The Obamas kept some of their former White House aides on staff after Obama left office in 2017. They included former White House principal deputy press secretary Eric Schultz; Kevin Lewis, a former Justice Department and Obama White House communications aide; and Michelle Obama’s White House communications director Caroline Adler Morales.
Trump and other ex-presidents also, by law, get federal cash for office equipment, travel, and security.
But Trump isn’t getting everything he wants.
In July, days before Trump’s post-White House transition period was scheduled to end, his staff asked the GSA if they could continue to use four government-funded laptops for volunteers.
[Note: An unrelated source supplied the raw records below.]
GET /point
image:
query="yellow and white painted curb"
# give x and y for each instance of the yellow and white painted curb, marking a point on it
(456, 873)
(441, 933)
The GSA denied the request.
“The Federal Government does not provide laptops for non-federal employees. Therefore, laptops under the Former President will be provided for those who are on-boarded as employees,” Kathleen Geisler, the GSA director of outgoing transition, wrote to Trump’s staff.
All eight Trump aides who were named in the latest GSA documents also worked on Trump’s post-presidential transition team, where they also received government salaries.
The transition period ended on July 21 — six months after Trump left office. Each of the 14 staff who stayed on Trump’s payroll was set to make $10,000 annually for their work in the Office of the Former President, with the exception of Thompson, whose salary was listed as $20,000.
Those annual salaries are less than all of them made during the post-presidential transition period. Miller’s annualized salary was $160,000 during the six-month transition, according to a batch of documents previously released by the GSA. All the seven other named aides made at least $135,000 in annualized salaries on the post-presidential transition.
The Trump gig isn’t Miller’s only job. He’s also a cofounder of America First Legal, an organization devoted to challenging the Biden administration’s policies in court. He launched the group with other Trump alumni, including former White House chief of staff Mark Meadows.
Trump is still collecting government checks, too, even though he said multiple times that he donated his White House salary when he was in office.
He received $99,323 in pension payments between January 20 and July, the GSA told Insider. The law entitles former presidents to pensions that are equal to the salary of Cabinet secretaries, which is $221,400 in 2021.